Selon une note signée du délégué département des Enseignements secondaires pour le Wouri, celle-ci se tiendra du 9 mai au 3 juin 2017.

Depuis quelques temps, ils sont plus de plus en plus nombreux, ces jeunes adolescents qui se passionnent pour les jeux de hasards. Beaucoup d’entre eux sont des élèves, qui n’hésitent souvent pas à délaisser leurs cours pour passer leurs journées à pratiquer cette activité. Et c’est pour essayer de mettre un terme à cela, qu’une campagne de lutte contre les jeux de hasard aura lieu du 9 mai au 3 juin prochain dans les écoles à Douala, révèle le quotidien Le Messager du vendredi 5 mai 2017. La première escale sera le Lycée Joss de Douala.

« Il nous a été donné de constater que les élèves adolescents et mineurs de nos établissements scolaires sont de plus en plus attirés par les jeux d’argent et de hasard dont ils deviennent à la longue les principales victimes », souligne le délégué départemental des Enseignements secondaires pour le Littoral, qui a instruit les chefs d’établissements de réserver à l’équipe un accueil d’une diligence conséquente.

Au Cameroun, il existe deux méthodes principales de prévention pour les problèmes de jeu chez les jeunes. La première consiste à réduire les méfaits potentiels pour les jeunes qui choisissent de s’adonner au jeu. La seconde quant à elle, renseigne les jeunes sur les ressources qui leurs sont disponibles si jamais ils ont besoin d’aide.

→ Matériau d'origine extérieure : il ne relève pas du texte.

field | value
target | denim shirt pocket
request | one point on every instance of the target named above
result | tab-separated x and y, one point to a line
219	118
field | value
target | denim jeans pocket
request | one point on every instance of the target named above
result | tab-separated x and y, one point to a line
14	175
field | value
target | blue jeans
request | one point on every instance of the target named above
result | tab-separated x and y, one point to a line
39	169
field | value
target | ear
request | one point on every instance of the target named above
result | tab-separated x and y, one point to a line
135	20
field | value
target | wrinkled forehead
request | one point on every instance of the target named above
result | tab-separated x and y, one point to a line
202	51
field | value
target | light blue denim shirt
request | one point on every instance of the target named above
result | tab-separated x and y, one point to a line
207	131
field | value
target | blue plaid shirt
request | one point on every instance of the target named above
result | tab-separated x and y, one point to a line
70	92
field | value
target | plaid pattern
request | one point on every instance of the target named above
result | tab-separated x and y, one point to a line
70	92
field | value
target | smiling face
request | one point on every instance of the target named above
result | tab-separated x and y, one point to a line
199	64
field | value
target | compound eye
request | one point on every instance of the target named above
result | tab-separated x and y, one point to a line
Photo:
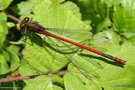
26	19
22	25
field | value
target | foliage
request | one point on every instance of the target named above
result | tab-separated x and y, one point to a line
111	29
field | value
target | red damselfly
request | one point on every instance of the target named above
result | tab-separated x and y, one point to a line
35	27
28	26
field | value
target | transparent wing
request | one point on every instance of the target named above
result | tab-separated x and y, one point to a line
76	34
82	66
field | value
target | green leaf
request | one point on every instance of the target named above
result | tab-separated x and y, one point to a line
46	57
122	16
39	83
26	69
111	76
4	4
25	8
3	28
73	8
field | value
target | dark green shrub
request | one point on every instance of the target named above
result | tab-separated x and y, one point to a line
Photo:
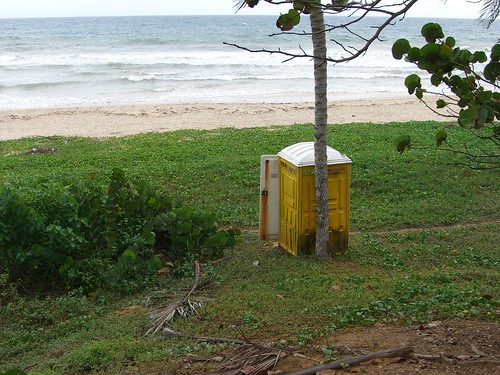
80	234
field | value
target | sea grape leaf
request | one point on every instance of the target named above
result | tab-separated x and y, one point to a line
402	142
436	79
441	137
480	56
412	82
399	48
129	253
492	71
430	51
468	117
495	52
432	31
413	54
156	263
440	103
445	51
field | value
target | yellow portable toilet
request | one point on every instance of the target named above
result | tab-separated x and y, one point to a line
297	198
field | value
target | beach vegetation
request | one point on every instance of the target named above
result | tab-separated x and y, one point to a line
468	83
78	234
421	249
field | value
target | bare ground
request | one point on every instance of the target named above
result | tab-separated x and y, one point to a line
464	346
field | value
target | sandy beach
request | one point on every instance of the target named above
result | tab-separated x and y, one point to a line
111	121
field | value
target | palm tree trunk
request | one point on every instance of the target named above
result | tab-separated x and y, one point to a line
320	127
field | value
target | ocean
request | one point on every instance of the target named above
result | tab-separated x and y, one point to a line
61	62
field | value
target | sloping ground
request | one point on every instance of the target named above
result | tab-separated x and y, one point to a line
465	346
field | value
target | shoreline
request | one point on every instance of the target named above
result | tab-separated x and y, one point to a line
121	120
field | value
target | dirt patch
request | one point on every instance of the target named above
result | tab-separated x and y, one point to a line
464	347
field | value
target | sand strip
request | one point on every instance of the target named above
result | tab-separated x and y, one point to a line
112	121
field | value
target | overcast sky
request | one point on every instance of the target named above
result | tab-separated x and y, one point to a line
78	8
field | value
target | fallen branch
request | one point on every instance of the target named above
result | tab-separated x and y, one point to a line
167	332
341	363
165	314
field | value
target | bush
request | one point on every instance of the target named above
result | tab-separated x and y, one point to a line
79	234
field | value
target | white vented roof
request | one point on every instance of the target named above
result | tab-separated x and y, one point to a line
302	154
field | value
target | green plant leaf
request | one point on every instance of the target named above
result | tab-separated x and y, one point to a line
414	54
402	142
440	103
129	253
294	17
436	79
492	71
14	371
412	82
480	57
400	48
468	117
430	51
156	263
445	51
495	52
441	137
432	31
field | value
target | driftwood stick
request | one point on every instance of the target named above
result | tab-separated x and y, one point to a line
171	333
403	351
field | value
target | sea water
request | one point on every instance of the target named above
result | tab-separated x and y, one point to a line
60	62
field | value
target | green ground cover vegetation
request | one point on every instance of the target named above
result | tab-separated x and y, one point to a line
445	266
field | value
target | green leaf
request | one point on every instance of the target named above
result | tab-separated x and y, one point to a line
436	79
414	54
298	5
468	117
432	31
484	96
149	237
156	263
399	48
495	52
129	253
294	16
440	103
14	371
430	51
492	71
412	82
480	56
445	51
402	142
419	93
441	137
283	23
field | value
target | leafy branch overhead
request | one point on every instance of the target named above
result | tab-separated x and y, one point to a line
468	83
355	11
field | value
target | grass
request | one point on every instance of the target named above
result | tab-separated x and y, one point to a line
218	171
388	275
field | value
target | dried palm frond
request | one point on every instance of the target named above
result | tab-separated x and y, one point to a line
184	306
250	359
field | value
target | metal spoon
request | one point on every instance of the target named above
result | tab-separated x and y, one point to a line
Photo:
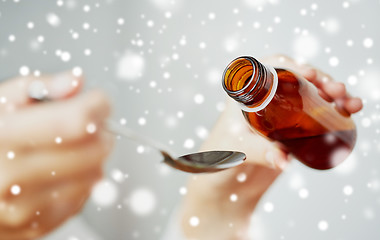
201	162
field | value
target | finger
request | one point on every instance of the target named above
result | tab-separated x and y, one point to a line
353	105
232	125
52	167
45	208
16	93
334	90
71	120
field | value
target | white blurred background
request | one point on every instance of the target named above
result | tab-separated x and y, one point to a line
161	62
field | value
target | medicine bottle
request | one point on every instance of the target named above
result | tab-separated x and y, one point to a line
286	108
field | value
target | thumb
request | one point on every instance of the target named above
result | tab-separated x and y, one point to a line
20	92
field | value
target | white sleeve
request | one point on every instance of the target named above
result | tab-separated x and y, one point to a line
173	229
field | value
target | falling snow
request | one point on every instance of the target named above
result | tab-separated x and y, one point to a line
169	56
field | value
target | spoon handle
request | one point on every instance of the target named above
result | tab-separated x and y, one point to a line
115	128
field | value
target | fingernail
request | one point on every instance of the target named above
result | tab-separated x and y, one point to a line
62	85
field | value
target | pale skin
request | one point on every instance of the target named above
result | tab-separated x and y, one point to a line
208	195
51	153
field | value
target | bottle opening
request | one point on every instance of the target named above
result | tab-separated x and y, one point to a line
250	83
238	74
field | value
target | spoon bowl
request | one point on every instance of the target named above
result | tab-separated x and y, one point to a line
200	162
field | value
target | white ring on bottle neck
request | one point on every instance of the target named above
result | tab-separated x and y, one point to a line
270	96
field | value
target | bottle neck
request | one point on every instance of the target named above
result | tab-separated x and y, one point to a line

« Il est nécessaire de cibler les organismes pour les jeunes qui sont à mesure de sensibiliser ces dernies aux signes, du jeu problématique et aux bienfaits d’un traitement pour leur permettre de jouer un rôle plus actif », soutient un sociologue. En effet, la plupart des chercheurs s’accordent à dire qu’aucune stratégie de prévention à elle seule n’est suffisante. D’ailleurs, aucune méthode préventive contre l’usage abusif d’alcool par exemple ou drogues chez les adolescents n’a connu un succès total. Néanmoins, les programmes axés sur l’abstinence peuvent mieux convenir aux jeunes enfants car ils retardent leur première activité du jeu, peut-on lire dans le journal.